In a bit of a rut with your healthy lifestyle? Maybe you’re completely off the wagon, despite firm promises to yourself on January 1st that this would be ‘your year’ to make a change with your appearance. Perhaps you have a special event or a vacation coming up in the summer and want to be looking your best? Either way, twelve weeks is a good timeframe to really turn things around. If you’re looking to get serious and really get yourself in shape, here are a few ways you can go about it.
Hire a Personal Trainer
If you’re new to fitness or haven’t worked out in a while, or have specific goals you need help in reaching- speaking to a personal trainer is a smart move. They can create tailored workouts especially for you based on your body type, fitness level and what you want to achieve. They can show you new exercises and let you know what you need to do to reach your goal as quickly as possible. If it’s your first time heading to the gym, it can be a bit overwhelming with all of the equipment and people with perfectly sculpted bodies looking like they know exactly what they’re doing! Having a personal trainer show you the ropes helps to alleviate that ‘gym fear’ and gives you a clear plan, so you know exactly what you’re doing when you get in there. You could visit a site like marcdressen.com and find out what kind of services are available. To make a real difference in twelve weeks, aim to be exercising moderately to vigorously three to five days a week.
Clean Up Your Diet
Eating a clean diet with a rainbow of fruit and vegetables, whole grains, low-fat dairy and lean protein is ideal for everyone. Forget the fad diets, slimming teas, tablets and everything else. Anything that starves you and causes quick weight loss will only lead to it being gained back plus more once you start eating normally again. Instead, focus on nourishing your body with the good stuff and cutting out what you know you shouldn’t be eating. Processed and fried foods, those which are high in sugar and salt will have a detrimental effect on your waistline as well as your health in general. Use a food app such as MyFitnessPal to monitor the total number of calories you’ve eaten which should allow you to stay on track. Around eighty percent of your weight loss is based on your diet, so even if you’re working really hard at the gym, you need to be eating right too.
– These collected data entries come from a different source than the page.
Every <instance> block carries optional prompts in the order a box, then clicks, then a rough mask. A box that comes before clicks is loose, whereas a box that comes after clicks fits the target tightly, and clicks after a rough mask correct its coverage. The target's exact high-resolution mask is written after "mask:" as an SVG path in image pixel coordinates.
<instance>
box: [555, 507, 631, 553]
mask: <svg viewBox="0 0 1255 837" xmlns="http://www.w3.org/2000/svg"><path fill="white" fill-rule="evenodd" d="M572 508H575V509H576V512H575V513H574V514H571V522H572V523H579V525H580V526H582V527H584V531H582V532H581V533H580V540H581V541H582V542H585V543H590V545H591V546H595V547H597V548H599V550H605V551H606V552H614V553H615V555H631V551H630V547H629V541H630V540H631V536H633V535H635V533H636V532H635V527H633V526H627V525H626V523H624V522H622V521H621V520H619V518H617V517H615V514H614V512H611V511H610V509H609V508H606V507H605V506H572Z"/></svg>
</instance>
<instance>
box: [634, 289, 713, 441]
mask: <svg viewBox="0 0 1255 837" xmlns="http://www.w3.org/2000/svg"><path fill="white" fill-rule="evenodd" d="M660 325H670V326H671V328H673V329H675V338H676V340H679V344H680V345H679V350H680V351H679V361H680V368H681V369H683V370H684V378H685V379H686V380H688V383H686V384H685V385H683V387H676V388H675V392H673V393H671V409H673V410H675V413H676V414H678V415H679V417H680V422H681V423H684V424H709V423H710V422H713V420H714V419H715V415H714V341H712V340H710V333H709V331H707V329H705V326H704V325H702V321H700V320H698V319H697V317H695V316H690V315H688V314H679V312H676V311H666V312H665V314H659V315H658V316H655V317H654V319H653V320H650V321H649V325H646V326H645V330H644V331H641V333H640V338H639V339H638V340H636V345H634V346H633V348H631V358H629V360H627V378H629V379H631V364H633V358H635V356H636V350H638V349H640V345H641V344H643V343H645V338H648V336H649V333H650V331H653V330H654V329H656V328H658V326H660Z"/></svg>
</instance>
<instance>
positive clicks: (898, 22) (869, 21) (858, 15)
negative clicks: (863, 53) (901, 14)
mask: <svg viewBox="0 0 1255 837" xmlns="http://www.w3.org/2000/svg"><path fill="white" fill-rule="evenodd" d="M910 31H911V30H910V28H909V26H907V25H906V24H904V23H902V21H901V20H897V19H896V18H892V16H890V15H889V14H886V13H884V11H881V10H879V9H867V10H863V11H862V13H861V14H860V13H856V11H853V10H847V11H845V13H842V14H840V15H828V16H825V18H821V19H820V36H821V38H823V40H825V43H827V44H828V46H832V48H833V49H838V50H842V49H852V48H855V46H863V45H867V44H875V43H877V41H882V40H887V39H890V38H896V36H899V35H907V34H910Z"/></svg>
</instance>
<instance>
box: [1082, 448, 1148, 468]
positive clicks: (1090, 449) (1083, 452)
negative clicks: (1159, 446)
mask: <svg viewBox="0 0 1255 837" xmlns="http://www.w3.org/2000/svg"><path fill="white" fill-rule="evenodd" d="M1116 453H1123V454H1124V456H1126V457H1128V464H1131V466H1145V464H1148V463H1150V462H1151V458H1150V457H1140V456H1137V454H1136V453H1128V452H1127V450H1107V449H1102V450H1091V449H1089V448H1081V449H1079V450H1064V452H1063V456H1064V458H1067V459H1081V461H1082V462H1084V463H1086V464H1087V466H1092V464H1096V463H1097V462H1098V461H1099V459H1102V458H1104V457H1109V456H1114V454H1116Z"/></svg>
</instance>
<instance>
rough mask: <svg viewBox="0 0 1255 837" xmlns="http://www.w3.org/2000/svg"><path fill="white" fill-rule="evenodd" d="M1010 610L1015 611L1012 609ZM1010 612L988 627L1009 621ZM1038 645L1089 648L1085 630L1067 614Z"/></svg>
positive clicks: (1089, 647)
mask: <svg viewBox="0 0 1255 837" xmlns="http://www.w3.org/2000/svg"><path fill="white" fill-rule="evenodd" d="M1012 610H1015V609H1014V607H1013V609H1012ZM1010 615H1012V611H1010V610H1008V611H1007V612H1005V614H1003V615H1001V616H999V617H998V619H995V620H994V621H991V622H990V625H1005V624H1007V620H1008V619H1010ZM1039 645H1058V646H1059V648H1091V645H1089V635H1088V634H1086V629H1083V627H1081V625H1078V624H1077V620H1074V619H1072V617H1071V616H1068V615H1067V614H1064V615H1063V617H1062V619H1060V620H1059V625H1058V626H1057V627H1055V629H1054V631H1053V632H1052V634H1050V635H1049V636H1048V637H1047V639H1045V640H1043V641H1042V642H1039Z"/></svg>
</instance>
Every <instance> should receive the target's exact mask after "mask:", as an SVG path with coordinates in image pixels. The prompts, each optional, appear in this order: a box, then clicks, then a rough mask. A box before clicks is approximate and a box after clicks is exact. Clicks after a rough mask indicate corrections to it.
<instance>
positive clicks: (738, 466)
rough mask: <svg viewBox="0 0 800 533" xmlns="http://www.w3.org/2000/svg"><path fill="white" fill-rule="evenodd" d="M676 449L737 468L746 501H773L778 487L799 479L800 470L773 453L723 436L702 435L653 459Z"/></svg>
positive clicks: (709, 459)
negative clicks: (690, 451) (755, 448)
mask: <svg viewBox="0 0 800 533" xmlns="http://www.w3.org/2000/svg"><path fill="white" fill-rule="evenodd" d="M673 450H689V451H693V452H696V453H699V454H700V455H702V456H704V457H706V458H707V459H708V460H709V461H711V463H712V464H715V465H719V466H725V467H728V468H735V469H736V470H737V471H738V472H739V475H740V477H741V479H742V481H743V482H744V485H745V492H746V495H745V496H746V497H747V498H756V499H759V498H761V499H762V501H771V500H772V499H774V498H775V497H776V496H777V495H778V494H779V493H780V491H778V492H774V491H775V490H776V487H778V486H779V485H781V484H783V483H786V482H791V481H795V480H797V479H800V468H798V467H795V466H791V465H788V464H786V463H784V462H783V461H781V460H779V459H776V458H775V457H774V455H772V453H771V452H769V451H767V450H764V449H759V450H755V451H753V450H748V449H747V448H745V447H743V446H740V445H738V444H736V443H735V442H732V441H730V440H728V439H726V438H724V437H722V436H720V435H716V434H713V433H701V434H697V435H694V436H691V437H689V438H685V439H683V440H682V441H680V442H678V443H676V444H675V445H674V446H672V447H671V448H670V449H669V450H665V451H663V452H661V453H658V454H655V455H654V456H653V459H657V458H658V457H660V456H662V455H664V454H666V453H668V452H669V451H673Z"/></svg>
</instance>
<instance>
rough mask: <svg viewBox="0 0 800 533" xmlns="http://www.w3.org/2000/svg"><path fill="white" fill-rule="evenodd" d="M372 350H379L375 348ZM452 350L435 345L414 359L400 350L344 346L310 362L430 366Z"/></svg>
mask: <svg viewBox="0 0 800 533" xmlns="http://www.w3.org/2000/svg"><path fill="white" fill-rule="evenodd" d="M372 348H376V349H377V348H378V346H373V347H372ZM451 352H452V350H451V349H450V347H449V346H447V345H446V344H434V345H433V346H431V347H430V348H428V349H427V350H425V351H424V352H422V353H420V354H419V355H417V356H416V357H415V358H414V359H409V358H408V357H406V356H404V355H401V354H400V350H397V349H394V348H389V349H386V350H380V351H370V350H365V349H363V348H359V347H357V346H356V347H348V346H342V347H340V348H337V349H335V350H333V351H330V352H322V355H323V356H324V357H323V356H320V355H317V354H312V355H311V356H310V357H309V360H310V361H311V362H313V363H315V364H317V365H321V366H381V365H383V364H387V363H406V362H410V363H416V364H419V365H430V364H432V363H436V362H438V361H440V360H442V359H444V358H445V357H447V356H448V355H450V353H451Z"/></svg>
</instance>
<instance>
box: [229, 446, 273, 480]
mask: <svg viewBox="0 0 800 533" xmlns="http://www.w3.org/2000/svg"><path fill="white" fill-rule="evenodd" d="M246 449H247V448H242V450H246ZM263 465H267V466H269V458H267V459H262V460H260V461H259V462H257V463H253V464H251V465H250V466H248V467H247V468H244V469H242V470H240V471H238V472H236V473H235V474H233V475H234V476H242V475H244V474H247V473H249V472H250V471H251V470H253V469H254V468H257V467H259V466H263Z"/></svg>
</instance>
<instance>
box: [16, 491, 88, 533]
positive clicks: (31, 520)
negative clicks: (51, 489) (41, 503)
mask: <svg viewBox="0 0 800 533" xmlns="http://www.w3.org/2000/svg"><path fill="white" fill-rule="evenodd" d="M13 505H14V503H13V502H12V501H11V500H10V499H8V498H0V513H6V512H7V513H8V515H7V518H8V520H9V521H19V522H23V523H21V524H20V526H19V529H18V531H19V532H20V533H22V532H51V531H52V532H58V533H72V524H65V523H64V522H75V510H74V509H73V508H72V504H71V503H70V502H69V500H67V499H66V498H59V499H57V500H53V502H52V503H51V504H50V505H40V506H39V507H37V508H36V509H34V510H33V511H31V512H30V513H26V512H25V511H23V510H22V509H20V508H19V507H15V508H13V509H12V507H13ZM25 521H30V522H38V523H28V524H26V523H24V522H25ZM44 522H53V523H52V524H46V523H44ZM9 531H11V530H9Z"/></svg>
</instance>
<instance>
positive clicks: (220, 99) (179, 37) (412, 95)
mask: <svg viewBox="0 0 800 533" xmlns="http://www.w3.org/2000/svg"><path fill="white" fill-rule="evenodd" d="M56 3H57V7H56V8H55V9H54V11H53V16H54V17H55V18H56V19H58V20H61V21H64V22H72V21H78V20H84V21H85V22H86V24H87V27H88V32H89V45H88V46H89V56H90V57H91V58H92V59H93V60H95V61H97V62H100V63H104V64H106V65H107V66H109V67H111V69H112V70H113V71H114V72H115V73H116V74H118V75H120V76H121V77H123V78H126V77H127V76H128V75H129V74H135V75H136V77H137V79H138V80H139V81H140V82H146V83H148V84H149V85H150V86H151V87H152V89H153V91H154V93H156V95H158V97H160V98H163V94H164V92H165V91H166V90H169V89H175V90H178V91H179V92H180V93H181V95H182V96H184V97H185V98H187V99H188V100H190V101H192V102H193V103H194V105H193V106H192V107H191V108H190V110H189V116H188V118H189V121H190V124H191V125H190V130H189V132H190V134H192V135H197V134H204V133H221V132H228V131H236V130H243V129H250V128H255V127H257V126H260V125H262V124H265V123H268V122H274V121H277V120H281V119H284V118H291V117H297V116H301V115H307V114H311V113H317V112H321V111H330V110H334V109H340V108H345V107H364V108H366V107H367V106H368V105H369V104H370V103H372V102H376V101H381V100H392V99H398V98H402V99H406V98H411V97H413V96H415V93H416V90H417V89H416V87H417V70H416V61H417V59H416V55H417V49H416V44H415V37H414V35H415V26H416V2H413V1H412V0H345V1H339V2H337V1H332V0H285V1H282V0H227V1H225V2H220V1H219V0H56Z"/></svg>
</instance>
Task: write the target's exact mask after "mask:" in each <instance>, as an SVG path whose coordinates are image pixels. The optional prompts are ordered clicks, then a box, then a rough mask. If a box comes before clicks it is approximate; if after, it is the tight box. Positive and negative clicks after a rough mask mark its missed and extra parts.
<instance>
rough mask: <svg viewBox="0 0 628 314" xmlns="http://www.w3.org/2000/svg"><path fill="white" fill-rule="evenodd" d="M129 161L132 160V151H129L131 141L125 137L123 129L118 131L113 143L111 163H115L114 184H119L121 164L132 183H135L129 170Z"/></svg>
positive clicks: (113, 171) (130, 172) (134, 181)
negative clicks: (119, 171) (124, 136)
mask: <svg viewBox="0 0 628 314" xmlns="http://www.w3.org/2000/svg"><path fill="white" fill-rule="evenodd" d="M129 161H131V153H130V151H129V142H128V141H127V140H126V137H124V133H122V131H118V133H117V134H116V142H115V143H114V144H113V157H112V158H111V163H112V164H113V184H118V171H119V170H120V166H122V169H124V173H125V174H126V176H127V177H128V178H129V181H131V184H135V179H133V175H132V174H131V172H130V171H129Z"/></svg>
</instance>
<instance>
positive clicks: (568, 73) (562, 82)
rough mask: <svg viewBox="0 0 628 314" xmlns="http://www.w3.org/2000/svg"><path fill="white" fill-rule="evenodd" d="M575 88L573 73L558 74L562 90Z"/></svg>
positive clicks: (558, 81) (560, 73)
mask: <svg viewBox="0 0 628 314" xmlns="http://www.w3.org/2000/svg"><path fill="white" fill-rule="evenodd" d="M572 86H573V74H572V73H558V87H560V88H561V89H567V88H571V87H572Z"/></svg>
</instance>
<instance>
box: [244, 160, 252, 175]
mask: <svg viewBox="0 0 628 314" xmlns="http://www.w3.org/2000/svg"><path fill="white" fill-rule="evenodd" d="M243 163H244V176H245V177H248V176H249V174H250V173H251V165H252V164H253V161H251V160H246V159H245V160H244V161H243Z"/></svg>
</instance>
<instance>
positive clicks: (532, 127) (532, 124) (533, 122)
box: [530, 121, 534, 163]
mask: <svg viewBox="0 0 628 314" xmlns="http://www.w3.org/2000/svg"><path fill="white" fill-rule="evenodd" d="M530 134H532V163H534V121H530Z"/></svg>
While ‘cheat meals’ can be helpful, don’t be indulging too often if you really want to make a difference in the twelve-week time frame. Once a week you could allow yourself one meal (within limits) or one dessert of something that you fancy.
Use a Fitness Trackers
People who use fitness trackers are more likely to stick to their goals and work harder than those who don’t. When you can see exactly what you’ve done, it makes it easy to stay motivated and can push you to meet your daily targets. Products like Fitbit and Apple Watch monitor your activity and translate the data into easy to read charts and graphs. If you find that your motivation starts falling by the wayside after a few weeks, something like this could really help.
Stick to this for twelve weeks, and you will drop excess body fat and be looking much more sculpted and toned. Use this progress to encourage you to keep up a healthy lifestyle.